Johnson v. Abington Township School District

95 Pa. Super. 561 | Pa. Super. Ct. | 1929

Argued March 5, 1929. The court, trying the case without a jury, found that plaintiff was elected tax-collector of defendant township school district, and qualified to collect the school taxes for 1925. In circumstances not now material, the school board, without the right to do so, had authorized the collection of the taxes for that year by another person who collected a large part of the taxes payable before the plaintiff received the tax duplicate. This suit was brought by plaintiff to require the township to pay to him, not only the commissions earned by him on collections he made, but also the commissions he would have earned if he had collected the taxes that were collected by the collector improperly designated by the school board. The court, being of opinion that there was no contract between the school district and the plaintiff and that the district was "not liable for the wrong doing of its directors," found for the defendant, except as to such portion of the taxes as were actually collected by the plaintiff, an amount not in dispute.
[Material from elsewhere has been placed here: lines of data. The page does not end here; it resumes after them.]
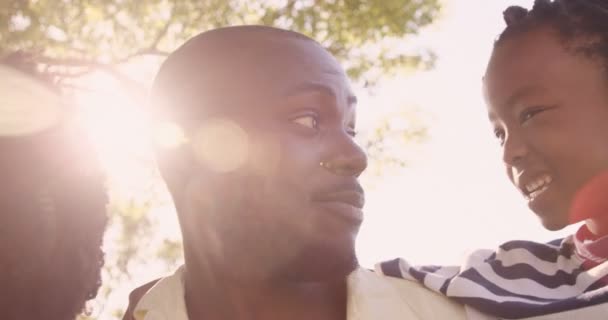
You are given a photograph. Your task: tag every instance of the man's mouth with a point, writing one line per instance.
(344, 202)
(536, 187)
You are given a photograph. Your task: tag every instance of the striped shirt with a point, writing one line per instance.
(522, 278)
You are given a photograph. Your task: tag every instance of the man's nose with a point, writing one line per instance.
(515, 149)
(347, 157)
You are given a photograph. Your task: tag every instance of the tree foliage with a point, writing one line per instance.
(95, 33)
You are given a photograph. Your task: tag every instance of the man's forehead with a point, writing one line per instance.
(240, 68)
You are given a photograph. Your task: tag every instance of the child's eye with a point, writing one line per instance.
(309, 121)
(530, 113)
(351, 132)
(500, 136)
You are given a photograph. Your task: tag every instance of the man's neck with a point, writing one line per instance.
(212, 295)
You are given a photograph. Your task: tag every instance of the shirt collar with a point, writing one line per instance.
(370, 296)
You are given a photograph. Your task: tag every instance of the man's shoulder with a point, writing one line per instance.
(421, 302)
(134, 298)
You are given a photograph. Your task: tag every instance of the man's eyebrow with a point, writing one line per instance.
(522, 93)
(351, 99)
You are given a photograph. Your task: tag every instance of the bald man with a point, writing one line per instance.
(266, 187)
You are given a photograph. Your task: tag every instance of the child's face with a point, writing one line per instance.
(549, 109)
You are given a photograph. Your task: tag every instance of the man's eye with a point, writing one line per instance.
(529, 113)
(351, 132)
(500, 136)
(308, 121)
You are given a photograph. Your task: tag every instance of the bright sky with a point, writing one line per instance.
(453, 196)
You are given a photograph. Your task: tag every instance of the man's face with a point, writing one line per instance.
(549, 108)
(288, 200)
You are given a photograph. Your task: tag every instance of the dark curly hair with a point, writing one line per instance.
(52, 219)
(582, 25)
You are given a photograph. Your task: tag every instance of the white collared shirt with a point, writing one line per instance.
(370, 296)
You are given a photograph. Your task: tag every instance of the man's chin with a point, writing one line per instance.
(320, 263)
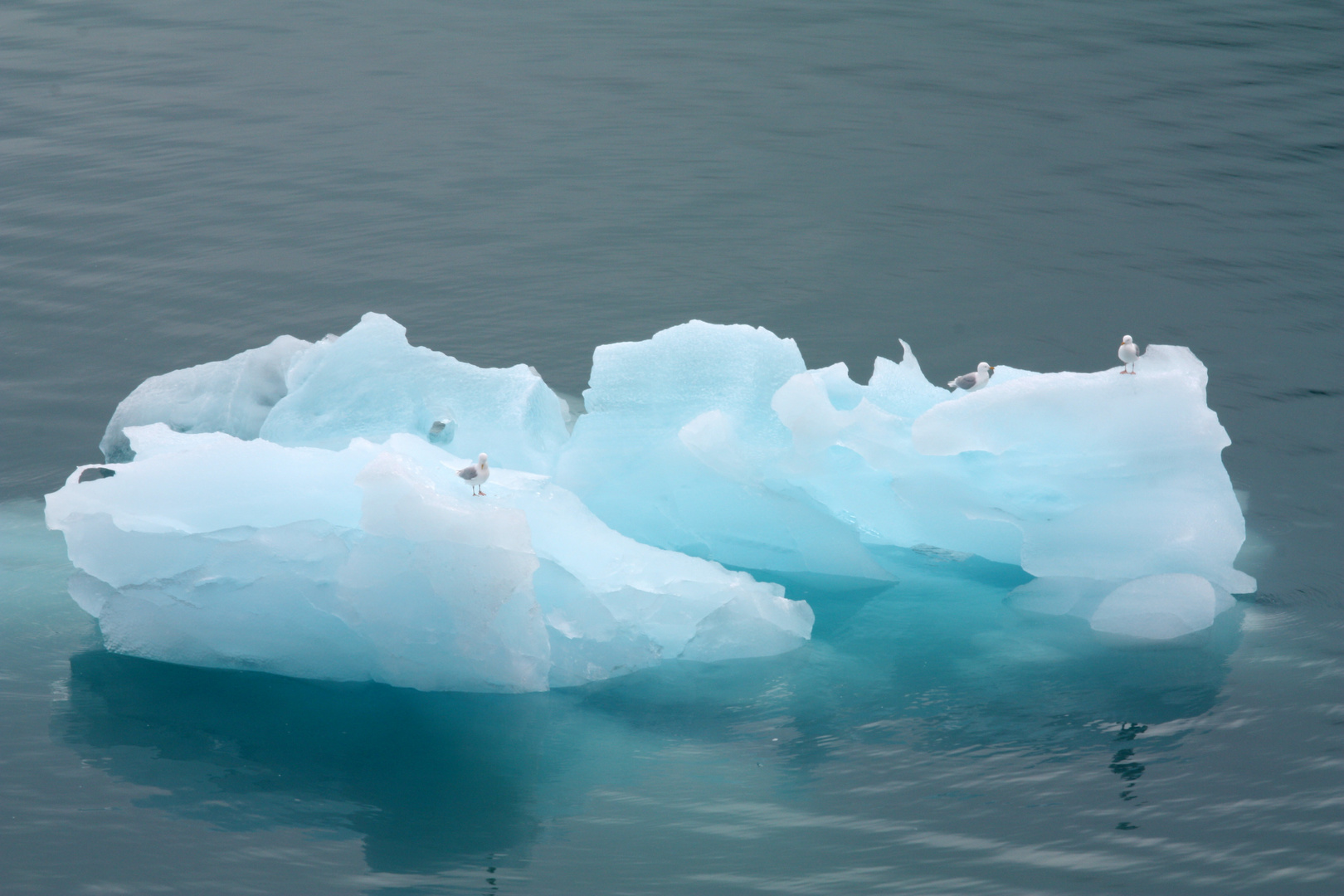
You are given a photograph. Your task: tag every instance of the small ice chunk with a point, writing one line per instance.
(371, 383)
(1160, 607)
(1060, 596)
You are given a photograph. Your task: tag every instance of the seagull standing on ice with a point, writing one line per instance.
(971, 382)
(1127, 353)
(476, 475)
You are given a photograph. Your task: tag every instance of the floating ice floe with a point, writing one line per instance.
(295, 509)
(375, 563)
(718, 441)
(368, 383)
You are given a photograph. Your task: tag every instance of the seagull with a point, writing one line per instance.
(1127, 353)
(972, 382)
(476, 475)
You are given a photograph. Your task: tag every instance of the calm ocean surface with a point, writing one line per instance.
(520, 182)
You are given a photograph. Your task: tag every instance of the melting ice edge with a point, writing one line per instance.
(296, 508)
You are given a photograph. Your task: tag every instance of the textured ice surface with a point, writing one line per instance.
(332, 539)
(717, 441)
(368, 383)
(222, 397)
(1155, 607)
(375, 562)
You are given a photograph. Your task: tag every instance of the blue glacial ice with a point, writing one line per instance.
(296, 509)
(368, 383)
(761, 464)
(375, 563)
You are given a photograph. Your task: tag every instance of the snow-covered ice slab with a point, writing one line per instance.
(374, 562)
(368, 383)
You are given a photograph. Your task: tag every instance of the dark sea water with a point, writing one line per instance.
(522, 182)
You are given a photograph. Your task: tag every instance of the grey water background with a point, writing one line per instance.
(522, 182)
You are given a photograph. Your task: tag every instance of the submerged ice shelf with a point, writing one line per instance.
(296, 509)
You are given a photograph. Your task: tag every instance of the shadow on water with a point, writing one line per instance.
(431, 782)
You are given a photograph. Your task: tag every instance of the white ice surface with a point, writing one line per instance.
(222, 397)
(368, 383)
(375, 562)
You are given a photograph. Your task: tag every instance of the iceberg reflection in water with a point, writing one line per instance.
(895, 679)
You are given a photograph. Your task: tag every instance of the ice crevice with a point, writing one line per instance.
(296, 508)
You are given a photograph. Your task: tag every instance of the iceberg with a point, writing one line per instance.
(368, 383)
(295, 508)
(374, 562)
(719, 442)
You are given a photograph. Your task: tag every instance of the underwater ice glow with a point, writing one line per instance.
(295, 508)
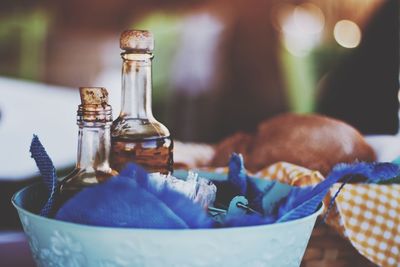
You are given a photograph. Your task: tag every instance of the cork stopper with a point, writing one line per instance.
(93, 96)
(137, 40)
(94, 107)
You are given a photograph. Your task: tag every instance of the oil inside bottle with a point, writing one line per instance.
(153, 154)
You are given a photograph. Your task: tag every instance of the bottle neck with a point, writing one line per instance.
(94, 148)
(136, 86)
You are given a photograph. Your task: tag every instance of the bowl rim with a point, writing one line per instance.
(123, 229)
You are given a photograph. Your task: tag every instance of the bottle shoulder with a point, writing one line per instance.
(135, 128)
(81, 178)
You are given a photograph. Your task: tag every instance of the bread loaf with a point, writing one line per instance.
(312, 141)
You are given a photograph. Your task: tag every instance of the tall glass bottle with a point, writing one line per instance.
(94, 118)
(136, 135)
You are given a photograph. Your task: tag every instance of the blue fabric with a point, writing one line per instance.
(129, 200)
(48, 173)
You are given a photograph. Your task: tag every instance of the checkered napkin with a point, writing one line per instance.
(368, 215)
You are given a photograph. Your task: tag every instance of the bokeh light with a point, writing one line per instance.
(301, 26)
(347, 33)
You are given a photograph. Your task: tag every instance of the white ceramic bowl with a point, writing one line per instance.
(57, 243)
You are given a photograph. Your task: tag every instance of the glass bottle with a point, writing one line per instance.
(94, 118)
(136, 135)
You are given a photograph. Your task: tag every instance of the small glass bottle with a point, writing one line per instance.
(136, 135)
(94, 118)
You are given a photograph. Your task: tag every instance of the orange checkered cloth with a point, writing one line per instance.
(368, 215)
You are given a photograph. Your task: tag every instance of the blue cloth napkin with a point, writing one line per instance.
(129, 200)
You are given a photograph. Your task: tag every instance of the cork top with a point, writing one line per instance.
(93, 96)
(94, 108)
(137, 40)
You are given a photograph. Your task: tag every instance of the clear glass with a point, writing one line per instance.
(92, 166)
(136, 135)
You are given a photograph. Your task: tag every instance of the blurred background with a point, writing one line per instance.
(220, 67)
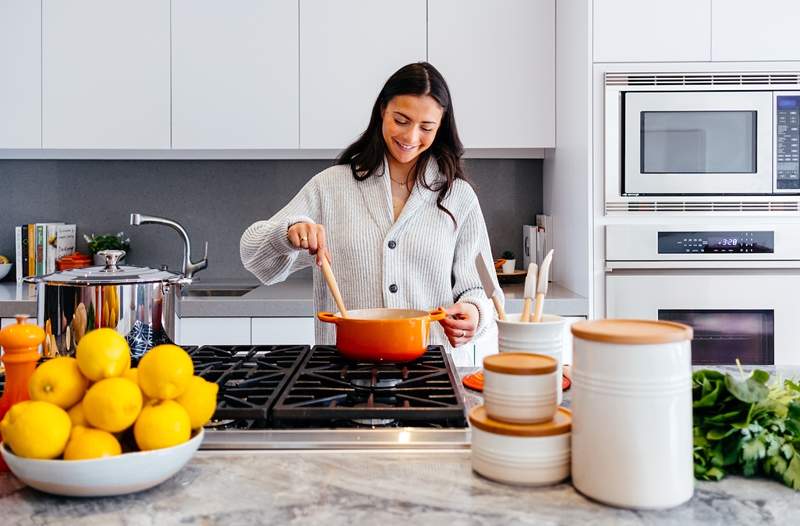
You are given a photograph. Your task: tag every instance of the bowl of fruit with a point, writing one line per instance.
(95, 427)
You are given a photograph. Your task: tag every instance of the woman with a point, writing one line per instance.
(395, 216)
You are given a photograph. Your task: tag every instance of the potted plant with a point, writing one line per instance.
(510, 262)
(100, 242)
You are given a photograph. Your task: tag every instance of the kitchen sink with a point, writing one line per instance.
(218, 291)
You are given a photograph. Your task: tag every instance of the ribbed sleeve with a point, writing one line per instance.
(420, 261)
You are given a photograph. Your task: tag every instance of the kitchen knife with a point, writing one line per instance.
(541, 286)
(529, 293)
(488, 285)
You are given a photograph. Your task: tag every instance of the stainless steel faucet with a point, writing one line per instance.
(189, 266)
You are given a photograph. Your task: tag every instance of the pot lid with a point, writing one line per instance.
(560, 424)
(109, 274)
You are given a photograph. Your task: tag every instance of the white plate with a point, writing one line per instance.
(118, 475)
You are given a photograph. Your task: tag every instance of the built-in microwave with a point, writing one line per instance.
(679, 135)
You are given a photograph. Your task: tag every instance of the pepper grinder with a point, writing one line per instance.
(20, 343)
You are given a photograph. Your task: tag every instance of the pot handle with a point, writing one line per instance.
(437, 314)
(327, 317)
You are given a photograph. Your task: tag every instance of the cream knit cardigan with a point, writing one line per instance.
(432, 263)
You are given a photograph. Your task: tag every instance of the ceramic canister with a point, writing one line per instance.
(632, 411)
(525, 454)
(545, 337)
(519, 387)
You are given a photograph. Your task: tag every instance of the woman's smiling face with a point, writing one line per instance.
(409, 127)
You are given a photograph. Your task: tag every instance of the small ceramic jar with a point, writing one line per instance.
(525, 454)
(520, 387)
(632, 403)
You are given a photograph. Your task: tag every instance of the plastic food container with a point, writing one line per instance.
(525, 454)
(545, 337)
(632, 405)
(519, 387)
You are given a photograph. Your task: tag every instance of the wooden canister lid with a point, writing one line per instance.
(560, 424)
(632, 332)
(520, 363)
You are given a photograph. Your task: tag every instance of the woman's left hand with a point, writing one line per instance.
(460, 323)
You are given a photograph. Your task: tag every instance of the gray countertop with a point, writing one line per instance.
(378, 487)
(291, 298)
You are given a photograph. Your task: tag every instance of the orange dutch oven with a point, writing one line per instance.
(383, 335)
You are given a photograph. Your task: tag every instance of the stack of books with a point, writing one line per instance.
(39, 245)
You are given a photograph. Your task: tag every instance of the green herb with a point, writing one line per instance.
(746, 425)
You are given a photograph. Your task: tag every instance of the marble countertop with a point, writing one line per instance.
(291, 298)
(379, 487)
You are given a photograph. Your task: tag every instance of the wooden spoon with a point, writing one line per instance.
(334, 288)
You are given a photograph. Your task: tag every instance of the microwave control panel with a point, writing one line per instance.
(787, 141)
(736, 242)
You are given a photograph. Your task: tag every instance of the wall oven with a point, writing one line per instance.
(695, 137)
(737, 286)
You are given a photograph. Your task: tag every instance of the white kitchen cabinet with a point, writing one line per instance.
(654, 30)
(283, 331)
(213, 331)
(234, 74)
(20, 63)
(498, 59)
(348, 49)
(106, 74)
(744, 30)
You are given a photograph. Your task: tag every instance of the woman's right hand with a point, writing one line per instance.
(311, 237)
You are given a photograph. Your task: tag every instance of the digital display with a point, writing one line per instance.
(744, 242)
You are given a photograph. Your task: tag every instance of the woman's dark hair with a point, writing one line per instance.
(365, 156)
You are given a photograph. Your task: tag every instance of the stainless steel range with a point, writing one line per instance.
(298, 397)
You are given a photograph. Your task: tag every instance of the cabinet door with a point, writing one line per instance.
(234, 74)
(20, 62)
(348, 49)
(652, 30)
(106, 74)
(498, 59)
(283, 331)
(746, 30)
(213, 331)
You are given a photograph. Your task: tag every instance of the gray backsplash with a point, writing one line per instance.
(215, 201)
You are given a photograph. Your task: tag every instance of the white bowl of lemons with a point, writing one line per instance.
(95, 427)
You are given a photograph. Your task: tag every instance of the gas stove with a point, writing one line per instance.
(299, 397)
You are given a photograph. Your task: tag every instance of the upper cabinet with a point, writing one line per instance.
(500, 65)
(106, 74)
(747, 30)
(20, 62)
(234, 74)
(654, 30)
(348, 49)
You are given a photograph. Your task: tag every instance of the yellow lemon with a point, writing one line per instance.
(35, 429)
(112, 404)
(58, 381)
(103, 353)
(87, 443)
(162, 424)
(165, 371)
(76, 415)
(199, 400)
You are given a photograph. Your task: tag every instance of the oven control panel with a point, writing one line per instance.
(787, 142)
(737, 242)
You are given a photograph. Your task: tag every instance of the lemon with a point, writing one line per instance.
(165, 371)
(112, 404)
(199, 400)
(58, 381)
(76, 415)
(103, 353)
(87, 443)
(162, 424)
(35, 429)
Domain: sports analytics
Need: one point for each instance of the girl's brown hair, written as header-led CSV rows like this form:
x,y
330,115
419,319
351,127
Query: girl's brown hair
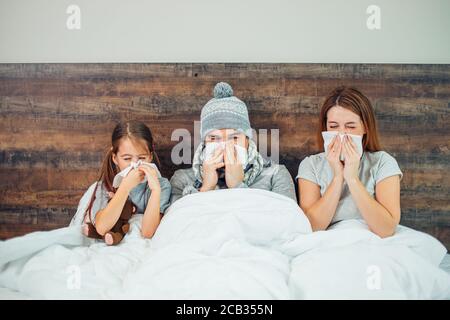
x,y
353,100
138,133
We cannot sustain the conclusion.

On the facts found, plaintiff was entitled to recover the entire amount for which he sued. The *563 rule applicable, and the reasons for it, were so fully considered recently in Jones v. Dusman, 246 Pa. 514 (followed in Marshall v. Uniontown Borough School District, 262 Pa. 224), that we need add nothing to the subject. In the former case it was said, "...... salary and emoluments allowed attach to the office itself, and not to the individual discharging the duties of the office, except as he is an officer de jure."

The judgment is reversed and the record remitted with instructions to enter judgment for the plaintiff for the entire amount shown to be due under the rule stated.